Emerging BIWOC Poet Spotlight
This monthly series features poems by women of color in the early stages of their careers. It is our intention to create more space at Perugia for the work of BIWOC, and we hope using our modest platform to celebrate this work will expand the readership of the poets we spotlight. This series aligns with Perugia’s mission to support and promote emerging women poets; all the featured poems will be from BIWOC poets with no more than one published full-length collection. We’d love to hear from readers with suggestions for poems & poets to feature.

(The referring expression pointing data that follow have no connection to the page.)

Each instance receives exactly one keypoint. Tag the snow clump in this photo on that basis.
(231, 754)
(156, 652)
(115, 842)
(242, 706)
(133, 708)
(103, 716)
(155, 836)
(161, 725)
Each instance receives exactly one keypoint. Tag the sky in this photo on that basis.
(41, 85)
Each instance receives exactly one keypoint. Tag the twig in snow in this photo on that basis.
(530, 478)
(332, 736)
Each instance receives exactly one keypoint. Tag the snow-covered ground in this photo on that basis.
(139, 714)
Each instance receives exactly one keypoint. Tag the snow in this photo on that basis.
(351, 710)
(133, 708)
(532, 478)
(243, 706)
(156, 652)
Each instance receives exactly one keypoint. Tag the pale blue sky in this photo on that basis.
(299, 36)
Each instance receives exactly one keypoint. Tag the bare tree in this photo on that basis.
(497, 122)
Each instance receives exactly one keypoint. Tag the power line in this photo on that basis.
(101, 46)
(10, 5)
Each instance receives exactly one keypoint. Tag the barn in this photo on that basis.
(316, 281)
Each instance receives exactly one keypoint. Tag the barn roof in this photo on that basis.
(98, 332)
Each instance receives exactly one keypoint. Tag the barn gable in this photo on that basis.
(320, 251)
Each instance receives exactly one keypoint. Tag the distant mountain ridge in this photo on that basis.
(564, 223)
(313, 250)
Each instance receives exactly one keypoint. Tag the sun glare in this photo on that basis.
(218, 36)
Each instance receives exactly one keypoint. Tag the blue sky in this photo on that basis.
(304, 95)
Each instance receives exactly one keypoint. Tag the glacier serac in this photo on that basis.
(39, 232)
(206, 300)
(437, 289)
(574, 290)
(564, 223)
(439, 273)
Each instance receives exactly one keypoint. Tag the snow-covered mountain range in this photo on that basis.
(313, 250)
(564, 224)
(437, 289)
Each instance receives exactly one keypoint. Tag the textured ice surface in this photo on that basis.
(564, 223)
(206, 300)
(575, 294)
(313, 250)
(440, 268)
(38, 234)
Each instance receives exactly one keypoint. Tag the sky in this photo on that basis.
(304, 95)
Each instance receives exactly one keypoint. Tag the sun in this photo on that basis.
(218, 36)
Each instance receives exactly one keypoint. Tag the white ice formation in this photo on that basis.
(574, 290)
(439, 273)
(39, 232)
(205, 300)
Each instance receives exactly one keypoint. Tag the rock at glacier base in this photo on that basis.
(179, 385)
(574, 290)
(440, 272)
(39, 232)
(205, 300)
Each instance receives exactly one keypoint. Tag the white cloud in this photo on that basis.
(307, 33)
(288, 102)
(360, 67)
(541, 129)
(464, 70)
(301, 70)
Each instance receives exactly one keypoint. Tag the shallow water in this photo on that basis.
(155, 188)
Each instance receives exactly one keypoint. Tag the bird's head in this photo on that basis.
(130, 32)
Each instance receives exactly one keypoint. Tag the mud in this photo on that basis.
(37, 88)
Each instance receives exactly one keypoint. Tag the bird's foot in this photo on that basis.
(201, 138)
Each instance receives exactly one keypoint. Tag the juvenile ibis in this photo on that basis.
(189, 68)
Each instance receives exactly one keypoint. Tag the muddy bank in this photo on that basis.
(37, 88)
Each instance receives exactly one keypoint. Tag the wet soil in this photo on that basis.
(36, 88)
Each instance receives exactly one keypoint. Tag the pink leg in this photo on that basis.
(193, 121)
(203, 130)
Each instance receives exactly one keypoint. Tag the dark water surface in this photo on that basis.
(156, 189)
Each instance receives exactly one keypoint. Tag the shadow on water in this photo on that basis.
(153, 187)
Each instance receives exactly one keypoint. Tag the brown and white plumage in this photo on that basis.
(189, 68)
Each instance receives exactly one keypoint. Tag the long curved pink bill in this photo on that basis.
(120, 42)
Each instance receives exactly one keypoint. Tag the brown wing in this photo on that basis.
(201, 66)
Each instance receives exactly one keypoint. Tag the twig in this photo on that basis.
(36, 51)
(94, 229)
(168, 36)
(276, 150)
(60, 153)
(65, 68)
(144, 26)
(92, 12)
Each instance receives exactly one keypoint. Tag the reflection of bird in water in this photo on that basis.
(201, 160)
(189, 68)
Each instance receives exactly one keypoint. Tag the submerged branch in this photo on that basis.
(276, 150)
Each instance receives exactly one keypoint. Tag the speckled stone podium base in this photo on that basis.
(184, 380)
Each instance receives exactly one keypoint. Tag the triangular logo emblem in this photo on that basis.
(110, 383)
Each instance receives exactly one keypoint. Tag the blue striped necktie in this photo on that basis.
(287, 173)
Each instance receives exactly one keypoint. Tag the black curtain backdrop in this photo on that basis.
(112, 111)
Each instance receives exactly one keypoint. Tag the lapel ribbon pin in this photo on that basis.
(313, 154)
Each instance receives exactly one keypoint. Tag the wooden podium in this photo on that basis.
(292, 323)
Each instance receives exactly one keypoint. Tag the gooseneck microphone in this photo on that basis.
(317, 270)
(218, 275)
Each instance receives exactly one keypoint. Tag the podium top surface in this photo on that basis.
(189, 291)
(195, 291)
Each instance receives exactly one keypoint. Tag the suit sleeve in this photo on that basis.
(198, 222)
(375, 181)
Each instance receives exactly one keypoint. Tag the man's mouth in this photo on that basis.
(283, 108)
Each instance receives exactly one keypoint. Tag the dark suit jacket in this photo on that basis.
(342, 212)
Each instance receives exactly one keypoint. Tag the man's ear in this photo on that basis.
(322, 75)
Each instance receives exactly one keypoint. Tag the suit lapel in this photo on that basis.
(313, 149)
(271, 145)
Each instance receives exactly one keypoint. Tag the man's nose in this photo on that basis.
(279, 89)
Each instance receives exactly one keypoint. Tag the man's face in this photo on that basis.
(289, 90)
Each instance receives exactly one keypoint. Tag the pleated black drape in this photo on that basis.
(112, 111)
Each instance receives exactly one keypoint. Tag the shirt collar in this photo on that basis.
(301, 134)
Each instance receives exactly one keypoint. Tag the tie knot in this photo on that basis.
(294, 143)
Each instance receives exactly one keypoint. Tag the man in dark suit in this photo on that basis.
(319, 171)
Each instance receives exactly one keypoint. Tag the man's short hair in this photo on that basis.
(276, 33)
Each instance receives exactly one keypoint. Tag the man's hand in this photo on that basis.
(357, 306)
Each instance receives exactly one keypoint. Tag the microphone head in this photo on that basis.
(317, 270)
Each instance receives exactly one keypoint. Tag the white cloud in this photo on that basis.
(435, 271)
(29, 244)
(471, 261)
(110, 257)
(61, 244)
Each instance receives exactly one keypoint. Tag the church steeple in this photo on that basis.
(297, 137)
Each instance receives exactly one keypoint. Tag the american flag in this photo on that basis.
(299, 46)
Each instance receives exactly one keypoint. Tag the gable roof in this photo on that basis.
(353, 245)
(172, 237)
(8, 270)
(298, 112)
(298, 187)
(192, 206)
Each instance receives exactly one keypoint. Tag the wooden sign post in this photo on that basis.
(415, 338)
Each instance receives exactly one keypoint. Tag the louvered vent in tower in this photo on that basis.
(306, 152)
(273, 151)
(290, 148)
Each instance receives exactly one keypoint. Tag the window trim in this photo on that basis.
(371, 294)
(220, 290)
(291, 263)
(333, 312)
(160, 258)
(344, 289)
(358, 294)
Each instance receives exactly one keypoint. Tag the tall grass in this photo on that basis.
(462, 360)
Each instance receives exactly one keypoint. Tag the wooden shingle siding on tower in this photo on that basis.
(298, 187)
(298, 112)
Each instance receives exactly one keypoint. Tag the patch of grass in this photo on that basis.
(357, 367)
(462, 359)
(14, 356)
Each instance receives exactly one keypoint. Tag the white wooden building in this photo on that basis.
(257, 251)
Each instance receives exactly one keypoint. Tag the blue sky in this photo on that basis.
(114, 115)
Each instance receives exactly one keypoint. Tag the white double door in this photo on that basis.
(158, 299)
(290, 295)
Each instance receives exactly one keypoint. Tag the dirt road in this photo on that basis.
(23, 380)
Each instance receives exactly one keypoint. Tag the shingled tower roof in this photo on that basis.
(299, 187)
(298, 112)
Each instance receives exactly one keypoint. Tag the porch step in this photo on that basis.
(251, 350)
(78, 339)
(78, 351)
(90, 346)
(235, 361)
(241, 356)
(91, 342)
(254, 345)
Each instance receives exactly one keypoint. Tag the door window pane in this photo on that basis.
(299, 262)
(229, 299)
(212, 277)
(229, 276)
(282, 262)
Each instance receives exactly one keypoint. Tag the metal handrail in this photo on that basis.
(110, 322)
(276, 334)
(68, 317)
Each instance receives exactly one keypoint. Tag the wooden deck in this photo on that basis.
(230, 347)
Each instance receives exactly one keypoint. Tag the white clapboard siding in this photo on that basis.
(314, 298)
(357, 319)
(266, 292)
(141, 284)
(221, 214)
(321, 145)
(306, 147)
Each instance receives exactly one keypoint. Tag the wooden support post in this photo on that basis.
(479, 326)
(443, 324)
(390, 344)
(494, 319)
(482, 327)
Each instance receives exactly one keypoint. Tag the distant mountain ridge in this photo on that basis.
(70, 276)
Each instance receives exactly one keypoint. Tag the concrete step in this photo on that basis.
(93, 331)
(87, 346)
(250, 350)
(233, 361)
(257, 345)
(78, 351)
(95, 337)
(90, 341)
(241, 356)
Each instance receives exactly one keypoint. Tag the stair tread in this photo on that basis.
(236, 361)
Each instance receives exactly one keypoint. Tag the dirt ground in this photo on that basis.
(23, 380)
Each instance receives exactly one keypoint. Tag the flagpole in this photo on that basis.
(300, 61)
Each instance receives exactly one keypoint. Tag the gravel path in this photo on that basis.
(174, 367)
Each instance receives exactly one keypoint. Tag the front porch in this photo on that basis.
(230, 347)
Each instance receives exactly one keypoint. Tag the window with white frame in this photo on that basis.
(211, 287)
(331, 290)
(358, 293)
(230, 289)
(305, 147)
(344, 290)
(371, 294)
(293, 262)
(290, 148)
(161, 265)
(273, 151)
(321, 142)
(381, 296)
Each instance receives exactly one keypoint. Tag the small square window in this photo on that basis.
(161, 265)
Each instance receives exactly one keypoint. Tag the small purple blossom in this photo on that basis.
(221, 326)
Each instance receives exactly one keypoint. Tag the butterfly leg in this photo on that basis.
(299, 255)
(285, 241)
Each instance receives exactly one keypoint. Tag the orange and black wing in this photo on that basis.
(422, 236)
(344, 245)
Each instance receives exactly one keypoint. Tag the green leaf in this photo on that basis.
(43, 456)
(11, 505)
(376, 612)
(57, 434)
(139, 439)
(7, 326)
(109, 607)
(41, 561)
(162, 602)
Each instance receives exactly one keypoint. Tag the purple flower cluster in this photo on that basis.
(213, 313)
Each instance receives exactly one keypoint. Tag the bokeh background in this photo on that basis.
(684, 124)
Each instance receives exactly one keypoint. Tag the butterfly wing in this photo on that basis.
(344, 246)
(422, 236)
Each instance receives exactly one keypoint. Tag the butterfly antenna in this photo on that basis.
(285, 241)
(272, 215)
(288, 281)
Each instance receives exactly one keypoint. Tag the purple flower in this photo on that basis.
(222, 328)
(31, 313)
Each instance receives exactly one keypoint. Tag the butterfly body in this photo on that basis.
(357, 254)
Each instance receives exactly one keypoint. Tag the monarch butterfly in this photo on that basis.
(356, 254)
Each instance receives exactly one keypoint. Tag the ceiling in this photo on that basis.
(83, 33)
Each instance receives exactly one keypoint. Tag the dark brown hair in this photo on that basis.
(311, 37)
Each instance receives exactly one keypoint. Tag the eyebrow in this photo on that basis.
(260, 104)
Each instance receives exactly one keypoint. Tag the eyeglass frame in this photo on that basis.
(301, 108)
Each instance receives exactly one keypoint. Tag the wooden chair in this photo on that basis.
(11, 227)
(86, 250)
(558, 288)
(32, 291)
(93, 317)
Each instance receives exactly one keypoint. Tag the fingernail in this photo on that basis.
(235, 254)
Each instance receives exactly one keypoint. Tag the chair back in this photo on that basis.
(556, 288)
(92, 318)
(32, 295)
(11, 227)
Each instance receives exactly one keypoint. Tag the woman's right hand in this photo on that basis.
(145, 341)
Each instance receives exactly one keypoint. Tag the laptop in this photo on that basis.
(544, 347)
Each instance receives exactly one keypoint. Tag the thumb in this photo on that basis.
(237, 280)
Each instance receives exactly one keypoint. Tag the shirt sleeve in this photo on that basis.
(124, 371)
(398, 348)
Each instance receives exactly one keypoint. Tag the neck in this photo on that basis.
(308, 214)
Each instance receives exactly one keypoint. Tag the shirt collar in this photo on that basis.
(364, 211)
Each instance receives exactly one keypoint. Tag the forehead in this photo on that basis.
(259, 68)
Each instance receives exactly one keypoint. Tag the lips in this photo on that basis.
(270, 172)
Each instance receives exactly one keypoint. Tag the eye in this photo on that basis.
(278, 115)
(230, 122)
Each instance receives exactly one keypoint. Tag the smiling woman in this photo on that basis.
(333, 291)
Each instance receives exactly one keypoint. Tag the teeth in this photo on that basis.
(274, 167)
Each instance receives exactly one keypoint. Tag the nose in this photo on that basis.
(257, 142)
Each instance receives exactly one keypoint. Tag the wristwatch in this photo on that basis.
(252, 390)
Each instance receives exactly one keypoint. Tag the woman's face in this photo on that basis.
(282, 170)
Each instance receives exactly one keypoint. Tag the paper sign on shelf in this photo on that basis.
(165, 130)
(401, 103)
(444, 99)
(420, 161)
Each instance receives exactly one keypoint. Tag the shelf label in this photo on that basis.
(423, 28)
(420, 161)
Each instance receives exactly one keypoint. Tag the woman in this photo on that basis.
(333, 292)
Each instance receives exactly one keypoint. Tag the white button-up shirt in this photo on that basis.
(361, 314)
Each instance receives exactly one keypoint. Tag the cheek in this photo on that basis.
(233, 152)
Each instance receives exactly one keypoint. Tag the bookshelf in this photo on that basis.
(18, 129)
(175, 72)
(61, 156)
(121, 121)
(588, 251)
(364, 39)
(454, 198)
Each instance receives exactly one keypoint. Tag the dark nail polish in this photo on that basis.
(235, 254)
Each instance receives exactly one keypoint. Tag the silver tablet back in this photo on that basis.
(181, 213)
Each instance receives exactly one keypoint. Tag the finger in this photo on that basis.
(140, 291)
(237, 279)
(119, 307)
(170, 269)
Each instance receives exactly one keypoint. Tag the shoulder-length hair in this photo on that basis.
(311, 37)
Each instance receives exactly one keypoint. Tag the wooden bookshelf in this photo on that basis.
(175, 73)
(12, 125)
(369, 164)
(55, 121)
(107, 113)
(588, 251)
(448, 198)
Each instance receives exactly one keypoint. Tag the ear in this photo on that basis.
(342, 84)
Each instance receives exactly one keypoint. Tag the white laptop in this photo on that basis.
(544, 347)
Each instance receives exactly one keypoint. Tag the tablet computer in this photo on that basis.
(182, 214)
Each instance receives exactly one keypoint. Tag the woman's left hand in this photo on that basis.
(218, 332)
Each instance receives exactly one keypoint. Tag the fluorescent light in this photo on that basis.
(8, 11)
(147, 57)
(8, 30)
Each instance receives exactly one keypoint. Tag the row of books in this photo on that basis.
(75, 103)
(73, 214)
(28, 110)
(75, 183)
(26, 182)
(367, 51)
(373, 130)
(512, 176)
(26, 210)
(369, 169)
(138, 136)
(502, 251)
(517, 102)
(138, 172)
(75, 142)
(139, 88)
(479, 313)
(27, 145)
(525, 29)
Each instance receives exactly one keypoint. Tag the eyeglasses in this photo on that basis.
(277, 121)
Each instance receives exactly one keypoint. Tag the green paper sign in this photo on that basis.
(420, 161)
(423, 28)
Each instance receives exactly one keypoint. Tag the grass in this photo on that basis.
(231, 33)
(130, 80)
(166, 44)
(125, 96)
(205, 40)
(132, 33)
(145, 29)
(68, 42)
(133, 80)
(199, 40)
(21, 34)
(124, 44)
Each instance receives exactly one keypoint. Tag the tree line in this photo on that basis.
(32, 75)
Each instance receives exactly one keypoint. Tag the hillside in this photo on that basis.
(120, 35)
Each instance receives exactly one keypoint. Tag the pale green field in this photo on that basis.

October 2022 Poet: SARA LUPITA OLIVARES

Of Inheritance
Because of the reckless woods what follows doesn't make the bird call back. What in private image remains unknown to even oneself. Guadalupe hated the north because it was too blanco and she spoke little English. Her children and their children a kind of muteness the weeds could retract. Each small thing that vanishes takes up more space. The tops of the pines point toward nothing. The mirror of non-identity where shortfall is to fury as place is to self-silence.
Source
Migratory Sound, The University of Arkansas Press, 2020

Poet Bio
Sara Lupita Olivares is the author of Migratory Sound (The University of Arkansas Press), which was selected as winner of the 2020 CantoMundo Poetry Prize. Her poems have appeared or are forthcoming in The New York Times, Black Warrior Review, Hayden’s Ferry Review, Image Journal, and elsewhere. She lives, teaches, and writes in the Midwest.